# New 2009 300Bh Owner With 2 Questions



## FroggeFamily (Jul 23, 2012)

Hi everyone! We just upgraded from a 1995 Jayco popup to a 2009 Outback 300BH on Saturday. Talk about night and day!

The dealership filled the fresh water tank with water before we picked it up and we're wondering how to drain it. Does anyone know where the valve is to drain the fresh water tank?

Also, when we were researching this camper prior to purchasing it we had a hard time looking to see if we wee getting a good deal or not. We didn't see this model listed on Nadaguides.com. In 2009, they have a 300 bh listed under the Outback Kargoroo Series but not under the Outback series.

I received the paperwork from our insurance company today and noticed they have the camper listed as a 2009 Outback 30bhds. They received all the camper information from the dealer. I did not provide it. I looked up the 30bhds thinking that was really the correct model and maybe that's why I couldn't find the 300bh on Nada but that does not look like our camper, so I'm assuming I need to call our insurance and tell them they have the wrong camper listed... I'm just curious if they couldn't find anything for a 2009 300bh either.

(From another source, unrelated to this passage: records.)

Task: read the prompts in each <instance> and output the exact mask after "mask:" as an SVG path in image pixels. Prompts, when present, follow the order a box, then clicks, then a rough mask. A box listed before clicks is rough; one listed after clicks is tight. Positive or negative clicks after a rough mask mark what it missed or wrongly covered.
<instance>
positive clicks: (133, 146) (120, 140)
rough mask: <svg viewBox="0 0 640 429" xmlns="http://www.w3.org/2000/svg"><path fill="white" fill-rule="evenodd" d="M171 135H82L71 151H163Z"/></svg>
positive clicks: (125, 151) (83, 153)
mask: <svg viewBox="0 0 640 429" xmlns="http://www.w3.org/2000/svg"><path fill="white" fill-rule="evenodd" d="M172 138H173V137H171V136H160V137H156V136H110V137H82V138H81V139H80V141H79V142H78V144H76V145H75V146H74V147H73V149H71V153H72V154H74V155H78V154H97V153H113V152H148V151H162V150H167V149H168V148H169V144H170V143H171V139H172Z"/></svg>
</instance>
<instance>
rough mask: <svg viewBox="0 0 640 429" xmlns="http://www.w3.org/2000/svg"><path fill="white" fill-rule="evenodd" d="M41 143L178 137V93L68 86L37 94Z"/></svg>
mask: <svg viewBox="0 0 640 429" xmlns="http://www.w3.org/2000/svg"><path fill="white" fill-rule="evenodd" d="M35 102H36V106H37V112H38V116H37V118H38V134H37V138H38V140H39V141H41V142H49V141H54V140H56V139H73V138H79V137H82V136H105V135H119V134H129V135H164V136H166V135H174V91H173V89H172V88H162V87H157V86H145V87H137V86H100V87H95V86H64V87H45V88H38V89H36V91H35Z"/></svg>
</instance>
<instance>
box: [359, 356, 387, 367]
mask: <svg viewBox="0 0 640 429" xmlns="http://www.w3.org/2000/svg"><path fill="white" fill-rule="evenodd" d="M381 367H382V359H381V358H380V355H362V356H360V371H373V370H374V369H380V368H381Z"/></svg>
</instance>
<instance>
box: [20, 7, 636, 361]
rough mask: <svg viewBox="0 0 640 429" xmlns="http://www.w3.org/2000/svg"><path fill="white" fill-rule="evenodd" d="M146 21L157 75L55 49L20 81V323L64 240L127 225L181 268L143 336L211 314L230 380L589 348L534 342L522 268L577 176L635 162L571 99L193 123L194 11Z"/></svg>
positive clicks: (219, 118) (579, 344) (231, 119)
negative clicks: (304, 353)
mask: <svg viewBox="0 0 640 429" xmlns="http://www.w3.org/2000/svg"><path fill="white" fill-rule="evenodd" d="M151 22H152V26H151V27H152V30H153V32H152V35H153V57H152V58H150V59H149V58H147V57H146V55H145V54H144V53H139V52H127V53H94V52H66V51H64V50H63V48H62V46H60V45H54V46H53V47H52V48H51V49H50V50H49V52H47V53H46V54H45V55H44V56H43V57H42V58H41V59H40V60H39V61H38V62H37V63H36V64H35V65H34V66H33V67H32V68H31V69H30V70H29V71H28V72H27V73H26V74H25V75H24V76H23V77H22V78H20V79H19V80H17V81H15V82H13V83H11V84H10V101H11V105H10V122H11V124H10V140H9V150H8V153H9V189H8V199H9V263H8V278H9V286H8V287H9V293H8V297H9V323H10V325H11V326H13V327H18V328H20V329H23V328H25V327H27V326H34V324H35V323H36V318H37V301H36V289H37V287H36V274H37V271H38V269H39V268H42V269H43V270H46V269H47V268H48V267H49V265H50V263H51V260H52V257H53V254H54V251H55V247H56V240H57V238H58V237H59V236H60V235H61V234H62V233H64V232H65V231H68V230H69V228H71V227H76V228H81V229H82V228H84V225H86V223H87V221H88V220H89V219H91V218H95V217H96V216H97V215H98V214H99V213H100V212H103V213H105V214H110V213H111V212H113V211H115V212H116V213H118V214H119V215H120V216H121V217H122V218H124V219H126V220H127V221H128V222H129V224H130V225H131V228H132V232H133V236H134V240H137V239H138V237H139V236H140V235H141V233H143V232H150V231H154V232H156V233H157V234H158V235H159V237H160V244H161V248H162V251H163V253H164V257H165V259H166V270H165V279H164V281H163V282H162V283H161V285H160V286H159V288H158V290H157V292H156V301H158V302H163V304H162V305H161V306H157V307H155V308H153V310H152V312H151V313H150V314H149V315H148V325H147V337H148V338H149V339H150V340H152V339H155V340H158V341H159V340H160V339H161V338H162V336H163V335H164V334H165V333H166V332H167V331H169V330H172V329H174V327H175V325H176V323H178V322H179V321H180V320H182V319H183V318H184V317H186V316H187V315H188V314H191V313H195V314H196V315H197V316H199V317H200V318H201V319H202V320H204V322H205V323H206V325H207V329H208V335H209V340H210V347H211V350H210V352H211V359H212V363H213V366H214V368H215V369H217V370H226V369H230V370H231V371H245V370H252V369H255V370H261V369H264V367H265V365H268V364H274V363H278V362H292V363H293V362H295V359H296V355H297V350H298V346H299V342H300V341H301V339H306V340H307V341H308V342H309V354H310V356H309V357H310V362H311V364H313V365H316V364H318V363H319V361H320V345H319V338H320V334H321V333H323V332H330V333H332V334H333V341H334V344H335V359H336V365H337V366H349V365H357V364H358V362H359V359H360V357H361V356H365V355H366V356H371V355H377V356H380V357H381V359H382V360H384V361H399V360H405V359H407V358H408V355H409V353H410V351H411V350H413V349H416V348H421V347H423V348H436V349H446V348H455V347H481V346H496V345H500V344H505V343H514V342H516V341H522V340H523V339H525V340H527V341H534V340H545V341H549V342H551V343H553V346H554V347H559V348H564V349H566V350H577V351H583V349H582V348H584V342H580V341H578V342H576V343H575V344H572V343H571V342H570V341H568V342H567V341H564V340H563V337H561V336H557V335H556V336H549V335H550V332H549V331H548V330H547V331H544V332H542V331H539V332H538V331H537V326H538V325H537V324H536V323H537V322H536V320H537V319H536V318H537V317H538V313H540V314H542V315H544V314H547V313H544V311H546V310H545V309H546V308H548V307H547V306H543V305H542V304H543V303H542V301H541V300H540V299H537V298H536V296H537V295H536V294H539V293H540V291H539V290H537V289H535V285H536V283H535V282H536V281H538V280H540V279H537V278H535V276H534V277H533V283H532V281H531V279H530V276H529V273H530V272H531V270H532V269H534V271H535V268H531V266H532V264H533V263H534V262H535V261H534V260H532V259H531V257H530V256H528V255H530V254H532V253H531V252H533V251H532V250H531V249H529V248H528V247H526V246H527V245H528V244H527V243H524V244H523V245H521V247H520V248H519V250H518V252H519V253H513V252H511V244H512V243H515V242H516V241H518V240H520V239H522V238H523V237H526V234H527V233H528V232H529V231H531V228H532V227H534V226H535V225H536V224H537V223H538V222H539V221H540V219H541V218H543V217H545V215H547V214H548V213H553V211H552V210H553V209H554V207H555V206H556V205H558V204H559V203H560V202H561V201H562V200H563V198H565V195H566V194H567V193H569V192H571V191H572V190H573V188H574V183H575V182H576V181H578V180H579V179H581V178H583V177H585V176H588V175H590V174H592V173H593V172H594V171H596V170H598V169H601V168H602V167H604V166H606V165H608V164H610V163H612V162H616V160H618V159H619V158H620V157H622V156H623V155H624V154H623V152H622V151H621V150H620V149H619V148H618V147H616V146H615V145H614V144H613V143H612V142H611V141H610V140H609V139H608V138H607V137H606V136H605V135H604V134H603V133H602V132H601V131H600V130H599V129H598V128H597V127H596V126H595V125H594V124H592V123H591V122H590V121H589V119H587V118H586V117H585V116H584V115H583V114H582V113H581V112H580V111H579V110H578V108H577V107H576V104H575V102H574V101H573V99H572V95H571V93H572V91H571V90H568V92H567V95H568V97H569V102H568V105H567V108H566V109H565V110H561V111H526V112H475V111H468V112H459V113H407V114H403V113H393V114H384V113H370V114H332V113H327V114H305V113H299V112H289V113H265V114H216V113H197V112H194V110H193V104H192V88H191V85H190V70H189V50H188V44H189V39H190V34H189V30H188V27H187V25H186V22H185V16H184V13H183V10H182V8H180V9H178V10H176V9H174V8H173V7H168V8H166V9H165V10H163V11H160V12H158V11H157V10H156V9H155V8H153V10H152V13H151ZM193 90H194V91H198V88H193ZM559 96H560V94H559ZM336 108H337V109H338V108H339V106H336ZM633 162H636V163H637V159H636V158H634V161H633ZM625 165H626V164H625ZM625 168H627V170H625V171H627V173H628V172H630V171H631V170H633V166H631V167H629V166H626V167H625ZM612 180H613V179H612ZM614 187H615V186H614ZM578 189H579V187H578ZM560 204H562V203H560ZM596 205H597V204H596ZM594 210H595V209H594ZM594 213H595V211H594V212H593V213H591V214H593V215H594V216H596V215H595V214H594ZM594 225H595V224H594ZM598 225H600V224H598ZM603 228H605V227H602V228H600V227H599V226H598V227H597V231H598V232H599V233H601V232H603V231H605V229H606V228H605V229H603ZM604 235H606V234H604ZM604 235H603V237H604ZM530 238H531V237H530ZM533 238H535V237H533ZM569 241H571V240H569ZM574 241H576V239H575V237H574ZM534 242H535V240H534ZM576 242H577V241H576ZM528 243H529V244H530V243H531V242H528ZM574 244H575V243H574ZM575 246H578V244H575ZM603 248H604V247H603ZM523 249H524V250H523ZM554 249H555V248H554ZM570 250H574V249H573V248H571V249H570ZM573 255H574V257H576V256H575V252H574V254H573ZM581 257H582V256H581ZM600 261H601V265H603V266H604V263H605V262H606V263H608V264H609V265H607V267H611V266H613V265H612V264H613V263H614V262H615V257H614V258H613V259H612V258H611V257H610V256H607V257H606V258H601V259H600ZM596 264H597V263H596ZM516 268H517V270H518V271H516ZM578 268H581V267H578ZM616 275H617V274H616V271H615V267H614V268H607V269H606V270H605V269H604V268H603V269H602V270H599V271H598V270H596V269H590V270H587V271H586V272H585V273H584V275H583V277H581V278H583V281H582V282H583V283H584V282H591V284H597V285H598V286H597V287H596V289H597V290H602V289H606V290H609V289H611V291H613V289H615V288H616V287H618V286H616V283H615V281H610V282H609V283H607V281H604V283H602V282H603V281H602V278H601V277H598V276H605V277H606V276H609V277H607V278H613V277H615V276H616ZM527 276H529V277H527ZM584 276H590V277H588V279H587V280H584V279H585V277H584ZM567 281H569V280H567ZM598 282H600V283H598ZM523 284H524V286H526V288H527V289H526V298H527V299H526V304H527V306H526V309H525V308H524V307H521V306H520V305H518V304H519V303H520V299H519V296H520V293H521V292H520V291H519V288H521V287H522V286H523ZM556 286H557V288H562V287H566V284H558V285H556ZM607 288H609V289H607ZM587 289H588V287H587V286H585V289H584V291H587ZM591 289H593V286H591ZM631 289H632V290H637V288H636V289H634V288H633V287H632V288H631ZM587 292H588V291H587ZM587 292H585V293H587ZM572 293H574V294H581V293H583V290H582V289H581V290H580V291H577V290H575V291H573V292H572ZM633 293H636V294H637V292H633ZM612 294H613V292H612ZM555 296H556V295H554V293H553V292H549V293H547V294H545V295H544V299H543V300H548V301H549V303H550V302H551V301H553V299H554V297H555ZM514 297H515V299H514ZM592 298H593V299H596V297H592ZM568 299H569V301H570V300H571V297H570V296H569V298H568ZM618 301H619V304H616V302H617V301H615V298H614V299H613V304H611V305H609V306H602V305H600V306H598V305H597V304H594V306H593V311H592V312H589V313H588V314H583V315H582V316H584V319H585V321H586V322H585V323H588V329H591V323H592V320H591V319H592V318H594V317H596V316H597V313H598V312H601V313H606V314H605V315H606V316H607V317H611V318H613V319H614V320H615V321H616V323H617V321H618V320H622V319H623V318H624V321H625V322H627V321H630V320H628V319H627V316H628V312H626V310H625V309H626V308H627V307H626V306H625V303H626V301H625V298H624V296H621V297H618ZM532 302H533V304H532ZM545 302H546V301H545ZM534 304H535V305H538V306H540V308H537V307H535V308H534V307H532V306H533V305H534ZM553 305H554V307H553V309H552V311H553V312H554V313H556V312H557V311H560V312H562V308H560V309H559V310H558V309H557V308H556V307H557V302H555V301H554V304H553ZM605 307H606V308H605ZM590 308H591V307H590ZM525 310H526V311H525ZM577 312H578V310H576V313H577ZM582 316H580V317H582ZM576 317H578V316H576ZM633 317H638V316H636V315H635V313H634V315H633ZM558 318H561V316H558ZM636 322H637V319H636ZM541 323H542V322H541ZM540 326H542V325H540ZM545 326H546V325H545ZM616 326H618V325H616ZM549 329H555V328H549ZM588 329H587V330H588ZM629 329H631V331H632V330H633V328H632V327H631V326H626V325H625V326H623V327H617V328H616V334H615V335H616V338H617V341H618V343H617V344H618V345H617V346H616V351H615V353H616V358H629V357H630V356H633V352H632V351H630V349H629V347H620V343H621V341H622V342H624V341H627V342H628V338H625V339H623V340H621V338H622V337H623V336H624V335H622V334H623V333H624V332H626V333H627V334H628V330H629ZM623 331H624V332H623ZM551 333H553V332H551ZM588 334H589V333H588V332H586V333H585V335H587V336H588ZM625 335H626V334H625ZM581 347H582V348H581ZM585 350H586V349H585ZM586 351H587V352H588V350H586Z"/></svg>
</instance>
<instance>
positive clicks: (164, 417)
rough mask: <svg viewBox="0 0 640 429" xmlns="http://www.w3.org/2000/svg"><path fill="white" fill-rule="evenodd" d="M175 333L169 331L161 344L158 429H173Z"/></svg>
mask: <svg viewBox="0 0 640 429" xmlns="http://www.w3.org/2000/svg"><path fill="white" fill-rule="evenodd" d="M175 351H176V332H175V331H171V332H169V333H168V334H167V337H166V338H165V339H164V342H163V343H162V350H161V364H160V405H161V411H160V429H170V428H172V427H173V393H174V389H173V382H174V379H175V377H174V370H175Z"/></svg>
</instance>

I've enjoyed looking around this site for the last few weeks and appreciate any help you can offer!


----------



## Oregon_Camper (Sep 13, 2004)

Keystone comes out with new model years in June so I can see how someone could be confused. What does the title say?

You can see all floorplans by year using this link. Just change the year at the end of the link to match the year you want to see.

http://www.keystone-outback.com/index.php?page=specs&year=2010


----------



## Oregon_Camper (Sep 13, 2004)

Oh...the drain should be in line with the city water filling location....but under the trailer. You might have to get down on hands/knees to see it.


----------



## ORvagabond (Apr 17, 2009)

WELCOME to Outbackers!!!


----------



## FroggeFamily (Jul 23, 2012)

Oregon_Camper said:


> Keystone comes out with new model years in June so I can see how someone could be confused. What does the title say?


I don't know what the title says because we just got the camper on Saturday and don't have any title paperwork yet. I emailed our insuarnce agent to let her know they had the wrong model listed and she replied that the lady at the dealership said there is no 300bh and thought it was a typo and said it should be a 30bhds.

I replied with a copy of the link you listed showing that there is a 300bh, as well as a seperate 30bdhs. The side of our camper lists it as a 300bh as well...

It all just seems very odd!


----------



## thelmasgang (Apr 27, 2009)

Welcome from a fellow 300BH'er


----------